Our patient had normal anal sphincter function, which indicated impaired function of the levator ani muscle. Therefore, we performed levatorplasty for the patient. Although increased daily frequency of stools or fecal incontinence has been reported as postoperative complications of the Altemeier procedure, these symptoms were not observed in our patient, partly because she managed her mental illness and recovered from spice abuse and laxative addiction after surgery.

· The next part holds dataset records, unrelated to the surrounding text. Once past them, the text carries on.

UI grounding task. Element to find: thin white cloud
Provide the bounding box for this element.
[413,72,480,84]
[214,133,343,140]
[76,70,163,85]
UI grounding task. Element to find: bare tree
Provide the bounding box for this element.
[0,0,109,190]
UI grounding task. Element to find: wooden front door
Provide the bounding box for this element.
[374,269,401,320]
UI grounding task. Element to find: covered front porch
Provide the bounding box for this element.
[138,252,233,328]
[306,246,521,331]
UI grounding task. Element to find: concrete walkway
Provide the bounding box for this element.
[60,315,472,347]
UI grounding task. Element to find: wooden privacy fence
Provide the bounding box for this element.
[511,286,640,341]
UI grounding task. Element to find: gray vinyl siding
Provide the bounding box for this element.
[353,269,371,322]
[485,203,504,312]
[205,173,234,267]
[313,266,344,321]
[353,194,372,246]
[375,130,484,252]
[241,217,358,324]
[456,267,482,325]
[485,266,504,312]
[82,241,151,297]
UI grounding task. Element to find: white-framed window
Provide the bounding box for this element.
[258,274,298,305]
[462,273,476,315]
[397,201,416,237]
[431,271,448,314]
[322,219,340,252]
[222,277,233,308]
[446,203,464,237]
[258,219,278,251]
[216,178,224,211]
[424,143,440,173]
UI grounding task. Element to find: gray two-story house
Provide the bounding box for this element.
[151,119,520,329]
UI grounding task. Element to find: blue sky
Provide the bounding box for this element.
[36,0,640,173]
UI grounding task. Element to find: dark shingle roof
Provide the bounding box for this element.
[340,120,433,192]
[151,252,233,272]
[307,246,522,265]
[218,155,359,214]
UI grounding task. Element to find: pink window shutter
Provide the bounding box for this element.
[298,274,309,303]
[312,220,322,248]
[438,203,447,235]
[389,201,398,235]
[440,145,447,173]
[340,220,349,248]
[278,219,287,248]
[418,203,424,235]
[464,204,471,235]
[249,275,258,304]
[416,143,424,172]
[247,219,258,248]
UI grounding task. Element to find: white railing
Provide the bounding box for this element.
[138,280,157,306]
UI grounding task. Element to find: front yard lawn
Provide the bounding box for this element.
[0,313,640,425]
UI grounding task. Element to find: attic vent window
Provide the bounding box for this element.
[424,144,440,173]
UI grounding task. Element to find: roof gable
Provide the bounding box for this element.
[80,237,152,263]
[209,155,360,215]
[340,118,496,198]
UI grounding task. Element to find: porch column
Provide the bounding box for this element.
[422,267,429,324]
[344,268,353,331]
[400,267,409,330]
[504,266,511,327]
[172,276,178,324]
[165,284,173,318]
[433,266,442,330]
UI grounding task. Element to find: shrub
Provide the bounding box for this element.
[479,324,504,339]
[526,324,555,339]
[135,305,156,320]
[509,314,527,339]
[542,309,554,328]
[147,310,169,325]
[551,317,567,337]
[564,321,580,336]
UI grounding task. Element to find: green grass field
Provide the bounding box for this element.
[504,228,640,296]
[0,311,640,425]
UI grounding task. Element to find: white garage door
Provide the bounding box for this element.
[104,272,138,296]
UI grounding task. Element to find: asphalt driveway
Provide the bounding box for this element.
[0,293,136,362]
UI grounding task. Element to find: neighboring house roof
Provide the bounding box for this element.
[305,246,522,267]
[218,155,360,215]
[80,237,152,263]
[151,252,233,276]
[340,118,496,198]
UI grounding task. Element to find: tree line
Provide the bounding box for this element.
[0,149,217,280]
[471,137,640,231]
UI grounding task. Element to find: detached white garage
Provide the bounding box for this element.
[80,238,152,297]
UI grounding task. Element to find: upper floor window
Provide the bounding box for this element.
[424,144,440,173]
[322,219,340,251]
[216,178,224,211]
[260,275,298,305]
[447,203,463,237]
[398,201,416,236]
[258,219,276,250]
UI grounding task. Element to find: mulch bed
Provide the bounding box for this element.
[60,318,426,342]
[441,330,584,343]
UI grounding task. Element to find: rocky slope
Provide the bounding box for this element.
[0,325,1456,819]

Anastomotic leakage is the most serious problem after the Altemeier procedure, with an incidence of 5.9%, and it can lead to life-threatening subsequent complications because patients with rectal prolapse are often elderly. The likely risk factors for anastomotic leakage are as follows: (1) Impaired blood supply; (2) High-tension anastomosis; and (3) Increased intraluminal pressure. Recently, visualization of the blood flow at the anastomotic site using ICG fluorescence imaging has been reported to reduce the occurrence of anastomotic leakage in colorectal cancer surgery, especially for rectal cancer. In our patient, ICG fluorescence imaging guidance was useful for identifying an adequate transection line for the rectum by visualizing the rectal blood flow. ICG fluorescence imaging is beneficial for estimating blood flow in real time, but it is subjective and is not capable of evaluating subtle changes in blood flow. Further studies on ICG fluorescence imaging are thus needed to achieve real-time high-resolution visualization and determine an optimal cutoff value for quantitative assessments of blood flow to reduce anastomotic leakage after colorectal surgery.